“Country you go to, coffee you find.” We Italians however, are particularly fond of the flavor of our coffee and often we are not keen on what we find abroad with that name. Usually, it is not close enough to what we consider a good cup of espresso coffee or moka coffee. Some traditions though, are very close to ours and if you’re going to visit Cuba, you will find a pleasant surprise: the Cuban coffee, a drink which is very similar to our own Italian version and which is made with a Moka. But when exactly do its origins date back to? Who first took coffee to the island?
What is Cuban coffee?
Short like Italian espresso, the Cuban coffee is very intense and has a tasty layer of ‘cream’ on top: habitually called cafecito, it is very commonly found all over the island and is usually consumed during the afternoon. What are its distinctive characteristics? Cuban coffee is prepared by putting a mix of ground coffee and raw cane sugar in the filter of the moka.

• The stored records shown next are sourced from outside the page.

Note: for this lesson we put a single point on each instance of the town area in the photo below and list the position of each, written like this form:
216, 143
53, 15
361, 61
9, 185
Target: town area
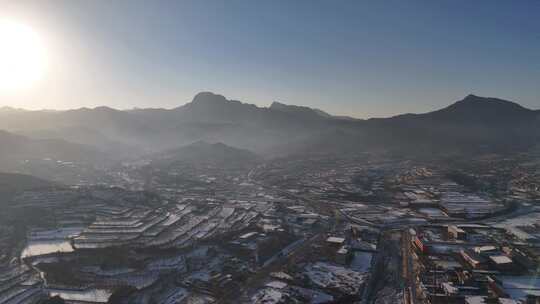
360, 228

In Cuba you won’t have any difficulty finding a place where you can taste this coffee: typically, bars have one or two rooms inside where you can sit and relax, but they also offer the possibility of having a coffee on the go at the ventana, the window that looks onto the street and from where it is possible to order. If you are in a large group of people, you can also order a colada: they will bring you a large metal jug full of Cuban coffee and lots of little glasses for the whole group. Finally, if you want to try something different and a little less strong, you can ask for a cortadito, a dark, intense caffelatte, which comes with sugar already added exactly like Cuban coffee, to be sipped for a long relaxing break.
The recipe for Cuban coffee
Preparing a Cuban coffee at home is very simple: you will need your moka, a coffee blend with an intense flavor, like our Forte, ground for moka, and a little raw cane sugar. The preparation is almost identical to that for an Italian espresso, but there is an important difference: you must put the cane sugar directly in the filter of the moka, mixed in with the ground coffee. The result is a creamier and sweeter drink than a normal espresso coffee. The Cuban coffee is also served without milk.
Ingredients for 2 people
- Ground coffee for moka
- 3-4 teaspoons of raw cane sugar
- Fill the water chamber of the moka with water.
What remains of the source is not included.